Erkılınç, Kurumun son Genel Kurul Toplantısı'nda internet haber sitelerine yönelik asgari ziyaretçi trafiği oranlarını yüzde 50 oranında düşürdüklerini ve o toplantıda, bazı internet sitelerinin trafiklerinin yeni asgari seviyelere düşeceğini belirttiğini hatırlattı. Bu açıklamanın bir kehanet değil, aksine “bot” alımı yapan haber sitelerinin dikkatle takip edildiği ve bilgiye dayalı bir öngörü olduğunu belirten Erkılınç, sözlerini şu şekilde tamamladı:
“Sizlere sormak istiyorum. İzmir’de 69 bin, Aydın’da 59 bin, Manisa’da 26 bin, Muğla ve Uşak’ta 5 bin internet sitesi okuru bir günde nereye gitti?
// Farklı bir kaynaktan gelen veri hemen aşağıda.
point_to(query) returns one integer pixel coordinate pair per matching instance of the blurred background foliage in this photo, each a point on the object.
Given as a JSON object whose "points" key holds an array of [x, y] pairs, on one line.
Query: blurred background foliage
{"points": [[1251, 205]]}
Allah esirgesin büyük bir felaket yaşandı veya bölge genelinde internet hatları tümüyle arızaya geçti de bizim mi haberimiz olmadı? Cevabını çok iyi bildiğimiz soruları sormaktan açıkçası hicap duyuyorum. Basılı gazetedeki tecrübelerinizi internete taşıyın, buna çok ihtiyacımız var. Ama lütfen, kötü alışkanlıklarımızı bu alana getirmeyin. Bunu yaparsanız sanmayın ki her şeye yeniden başlayabileceğimiz bir mecramız daha ortaya çıkacak.”
Erkılınç, 21 Kasım Perşembe günü Bursa'da gazete ve internet haber sitelerinin yetkilileriyle buluşacak.